Day 1,189, 16:29 Published in Ireland United Kingdom by Joachim von Bremen
Myth:

Britons are a danger to Ireland.

Fact:

You have a better chance of being hit by a meteorite ten times in one day than surviving without British help.



Hi, I’m Joachim von Bremen. Some of you may not know me. Some of you may know me very well. If you are a part of the former group, you are stupid. Here are some of my credentials:

- Former PEACE SG (in September-October 2010)
- 3 time Minister of Everything in the UK.
- Probably CP at some point, I dunno.
- What, like 5 times in congress or something?
- A buttload of other stuff probably.



So that’s quite nice. One other thing about me is that I love Ireland. A lot. It’s a beautiful place, and I buy frozen goods from them frequently. I can really see why mothers go there. For that reason, I have joined your fair citizenry today. I hope to be one of a long line of great British imports to Ireland - like Charles Stanford, Jeremy Irons, and, of course, civilisation.

What are my plans while I’m here? Well, I intend to join the noble political movement of unionisation between the UK and Ireland. Here’s an interesting fact: did you know that 80% of the Irish population would be in favour of British occupation? It’s true. It is a policy contained within 3 of the top 5 Irish parties’ manifestos. It would bring us more regions, more resources, more citizens and more power. And all we would have to do is sit back and let the Brits do all the hard work. They’d start the war, fight the battles and take the regions. We could just sit back and enjoy the glorious sight of culture, finally arriving on our shores (a thousands years late, mind).

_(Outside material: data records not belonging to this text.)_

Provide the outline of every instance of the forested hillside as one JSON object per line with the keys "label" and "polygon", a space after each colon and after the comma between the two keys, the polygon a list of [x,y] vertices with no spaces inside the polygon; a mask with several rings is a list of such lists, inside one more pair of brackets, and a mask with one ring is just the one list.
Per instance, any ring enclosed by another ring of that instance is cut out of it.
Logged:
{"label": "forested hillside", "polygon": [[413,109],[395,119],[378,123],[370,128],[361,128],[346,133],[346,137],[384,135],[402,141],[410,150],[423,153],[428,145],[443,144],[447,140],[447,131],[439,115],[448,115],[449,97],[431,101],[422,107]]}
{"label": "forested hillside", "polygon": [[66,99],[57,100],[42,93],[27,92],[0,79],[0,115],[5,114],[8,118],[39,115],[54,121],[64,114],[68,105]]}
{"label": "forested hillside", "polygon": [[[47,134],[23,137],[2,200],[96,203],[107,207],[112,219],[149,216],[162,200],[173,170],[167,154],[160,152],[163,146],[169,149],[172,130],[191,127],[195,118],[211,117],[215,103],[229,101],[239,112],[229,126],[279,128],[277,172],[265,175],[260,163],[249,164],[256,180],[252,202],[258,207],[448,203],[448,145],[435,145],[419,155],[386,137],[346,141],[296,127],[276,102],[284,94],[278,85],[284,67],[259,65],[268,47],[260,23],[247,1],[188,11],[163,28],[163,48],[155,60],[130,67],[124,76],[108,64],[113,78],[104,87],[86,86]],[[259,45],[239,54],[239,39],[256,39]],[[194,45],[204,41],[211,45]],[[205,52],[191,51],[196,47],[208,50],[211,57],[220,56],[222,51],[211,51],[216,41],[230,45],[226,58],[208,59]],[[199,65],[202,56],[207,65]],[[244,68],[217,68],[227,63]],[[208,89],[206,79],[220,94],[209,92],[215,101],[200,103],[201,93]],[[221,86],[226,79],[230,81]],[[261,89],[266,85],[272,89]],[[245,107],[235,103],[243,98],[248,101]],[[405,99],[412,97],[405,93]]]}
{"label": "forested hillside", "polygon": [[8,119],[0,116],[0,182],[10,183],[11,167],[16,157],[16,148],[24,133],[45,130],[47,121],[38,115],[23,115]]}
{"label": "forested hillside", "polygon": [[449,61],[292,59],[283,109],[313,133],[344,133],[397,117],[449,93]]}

But 20% of you are yet to be convinced of the great benefits of a British occupation. Well here’s another interesting fact. Did you know that if Ireland doesn’t become a British colony within the next decade, the Queen has decided to pull the plug on Ireland altogether? She will accept it as a failed project, and the island would sink into the sea to be lost forever, along with Bono’s career and countless discarded potato farming tools.

Don’t let this happen. Let’s unite the UK and Ireland under the Union Flag.

Together, we can do this.

PS, thx Maddog for letting me in 2 ur cuntrie LOL!